The registration totals cited by DeSantis are also more complex than they might appear. Registered voter reports posted by county supervisors of elections don’t reflect all the people in that county who are registered to vote. Officials report active registered voters — people who have recently cast a ballot or communicated with a local elections official. They don’t report inactive registered voters, who haven’t interacted with elections offices in a while but who are still eligible to cast a ballot.

As recently as 2020, the distinction wasn’t all that important. At the time of the last presidential election, just 6.6% of the more than 1.7 million registered voters in Hillsborough and Pinellas counties were inactive, according to an analysis of the voter file performed by Daniel A. Smith, a political science professor at the University of Florida.

But by March of this year, the percentage of inactive voters in those two counties had spiked to nearly 19%, Smith found.

That increase came after a series of election laws signed by DeSantis went into effect. A 2022 measure, SB 524, essentially required county supervisors of elections to more frequently and proactively reach out to voters who haven’t voted recently or been in touch with elections officials. If the supervisor’s office doesn’t hear from these voters, or mail notices come back to them marked undeliverable, the voter could be moved to the inactive list.

Although the change affected all parties, it has hit Democrats and no-party-affiliated voters much harder than Republicans. Hillsborough and other counties saw a particularly dramatic spike in voters being classified as inactive in late 2023, one year after a disappointing Democratic turnout in the 2022 election.

The technical discrepancy over voter totals is at the heart of the messaging war between the two major political parties in Florida.

For months, Republicans have been crowing about their widening voter registration advantage in the state. The Florida Democratic Party, meanwhile, has said that advantage has been inflated by the laws written and passed by Republicans.
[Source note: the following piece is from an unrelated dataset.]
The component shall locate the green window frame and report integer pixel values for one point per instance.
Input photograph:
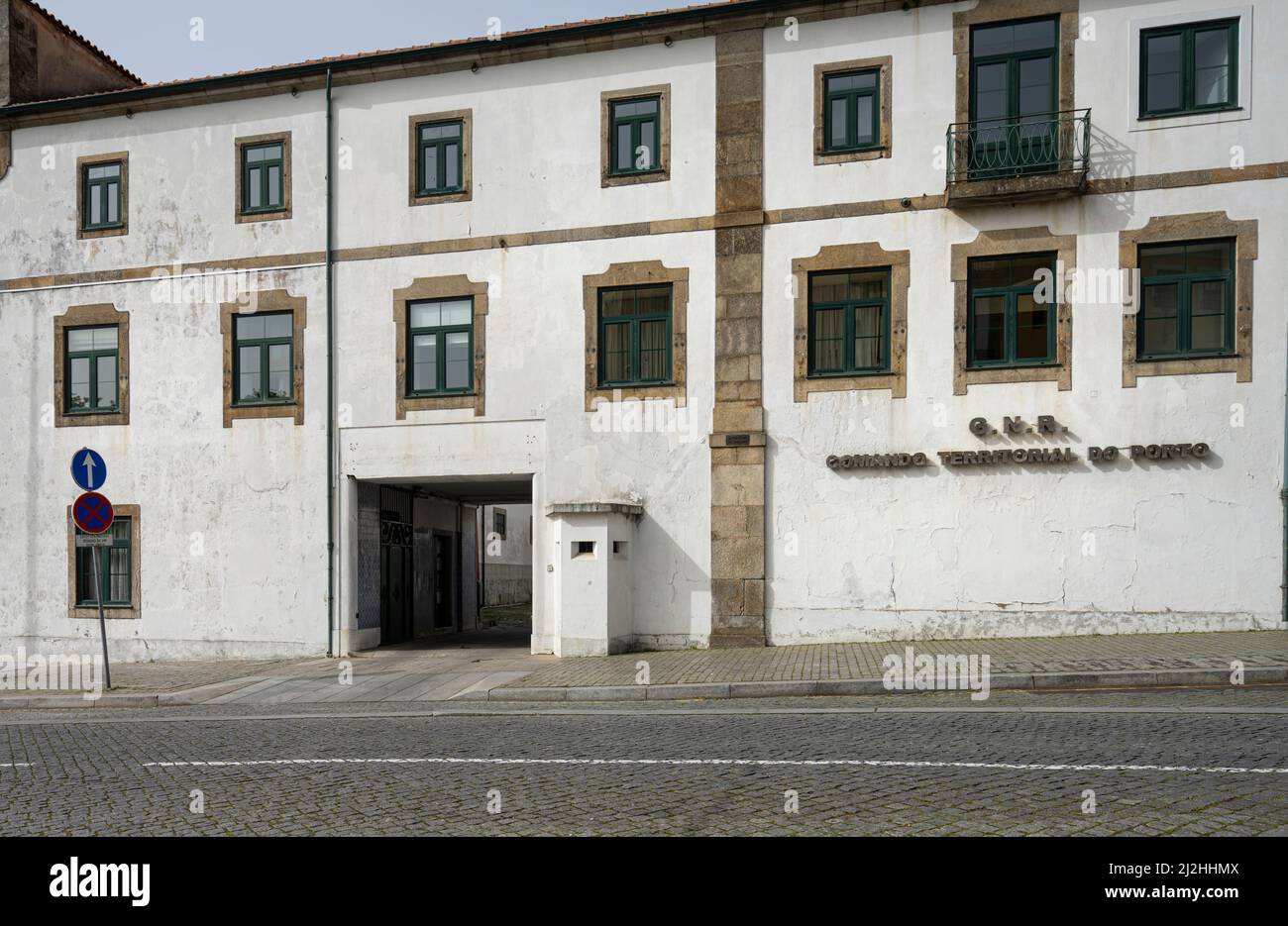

Democrats circulated a memo last month that parsed the active versus inactive voter registration in large counties. The true voter registration gap between Democrats and Republicans in Florida is about 40% lower than what was reported by supervisors of elections as of December, the memo contended. (Republicans’ reported voter registration margin has only continued to grow since then.)

Both parties agree that Republicans are making real inroads both locally and around the state. April Schiff, a Republican strategist and consultant, said her political committee, the Hillsborough Leadership Council, has been strategic about targeting and contacting newcomers to the region to get them registered with the GOP.

“A lot of the new residents that are coming in all over the state of Florida are embracing conservative policies and registering as Republicans,” Schiff said. “That’s why they came here.”

Eden Giagnorio, a spokesperson for the Florida Democratic Party, said the party is doubling down on its efforts to mobilize inactive voters.

It’s relatively easy to be placed back on the active voter list, Giagnorio noted. A resident need only vote or contact their supervisor of elections and ask to be marked as active.

But even that outreach effort will take time and resources because inactive voters are less likely to be engaged than active ones, political scientists note.

“It is difficult to lift inactives back into active status,” Smith said. “But it’s a hell of a lot easier to do that than to register new voters.”

Times staff writer Ivy Nyayieka and data editor Langston Taylor contributed to this report.